Question

The X and Y components of a displacement vector are (15,7)m. Find the magnitude and direction of $ \vec A $ .

Answer 1

Hint : The magnitude of a vector is the length of the vector without consideration of its direction. The vector is given by the line joining the origin of a Cartesian plane to the point given as the components.

Formula used: In this solution we will be using the following formula;
 $\Rightarrow \left| A \right| = \sqrt {{X^2} + {Y^2}} $ where $ \left| A \right| $ is the magnitude of any vector $ A $ , $ X $ is the x component and $ Y $ is the y component of the vector.
 $\Rightarrow \theta = {\tan ^{ - 1}}\left( {\dfrac{Y}{X}} \right) $ , where $ \theta $ is the direction in angle.

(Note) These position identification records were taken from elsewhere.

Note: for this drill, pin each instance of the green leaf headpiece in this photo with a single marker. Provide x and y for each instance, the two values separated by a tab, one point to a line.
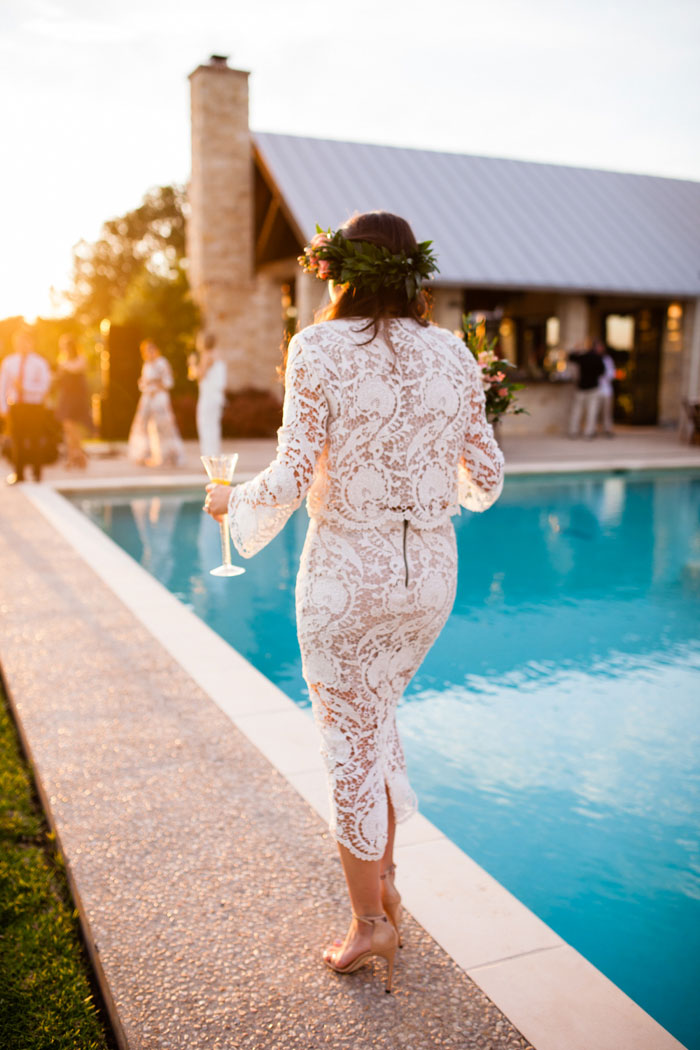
363	265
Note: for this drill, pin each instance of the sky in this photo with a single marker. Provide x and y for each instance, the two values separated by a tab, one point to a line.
94	97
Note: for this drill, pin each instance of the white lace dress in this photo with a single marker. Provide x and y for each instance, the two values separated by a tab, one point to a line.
386	440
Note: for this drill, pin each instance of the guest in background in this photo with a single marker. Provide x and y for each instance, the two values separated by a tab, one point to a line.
606	394
72	402
25	378
586	396
209	371
154	439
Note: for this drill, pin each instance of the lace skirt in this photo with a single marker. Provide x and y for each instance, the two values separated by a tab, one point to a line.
369	605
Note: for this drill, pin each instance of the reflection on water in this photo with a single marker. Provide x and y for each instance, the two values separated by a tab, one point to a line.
552	732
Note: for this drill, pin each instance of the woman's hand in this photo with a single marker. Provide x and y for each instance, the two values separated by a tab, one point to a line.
216	503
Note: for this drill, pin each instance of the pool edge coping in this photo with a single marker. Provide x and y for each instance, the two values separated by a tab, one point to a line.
484	928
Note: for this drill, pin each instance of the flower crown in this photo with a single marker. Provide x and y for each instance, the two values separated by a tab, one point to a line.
332	256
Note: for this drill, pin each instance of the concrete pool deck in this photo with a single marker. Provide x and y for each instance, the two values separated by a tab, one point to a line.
183	786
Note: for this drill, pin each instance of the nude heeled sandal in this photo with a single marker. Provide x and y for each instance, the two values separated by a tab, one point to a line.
391	900
383	943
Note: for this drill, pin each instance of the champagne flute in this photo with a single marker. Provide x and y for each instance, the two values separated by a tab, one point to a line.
220	469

Complete step by step answer
When the components of a vector are stated as (X,Y), this means that a line joining the point and the origin on a Cartesian plane, in the direction of the point, signifies the vector. The length of the line is the magnitude of the vector while the angle between the vector and the x-axis is considered the direction of the vector.
Hence, to calculate the length of the line, from mathematical principles,
 $\Rightarrow \left| A \right| = \sqrt {{X^2} + {Y^2}} $ . Thus, substituting, the values of X and Y, we have
 $\Rightarrow \left| A \right| = \sqrt {{{15}^2} + {7^2}} $ . Hence, by computation
 $\Rightarrow \left| A \right| = 16.55m $ .
In finding the direction, angle from the x-axis, we have that
 $\Rightarrow \theta = {\tan ^{ - 1}}\left( {\dfrac{Y}{X}} \right) $ , hence by substitution again, we have that
 $\Rightarrow \theta = {\tan ^{ - 1}}\left( {\dfrac{7}{{15}}} \right) $
 $\Rightarrow \theta = 0.44rad $ which can be converted to degree by multiplying by 180 over pi.
 $\Rightarrow \theta = 0.44 \times \dfrac{{180}}{\pi } = 25^\circ $.

Note
The derivation for the magnitude and direction of a vector can be shown from the diagram below

We see the vector point to (XY) form 0, this is the hypotenuse of the right angled triangle. Hence, the length is given by the Pythagoras theorem, thus
 $\Rightarrow L = \sqrt {{x^2} + {y^2}} $
And the angle is
 $\Rightarrow \tan \theta = \dfrac{y}{x} $
 $\Rightarrow \theta = {\tan ^{ - 1}}\dfrac{y}{x} $ .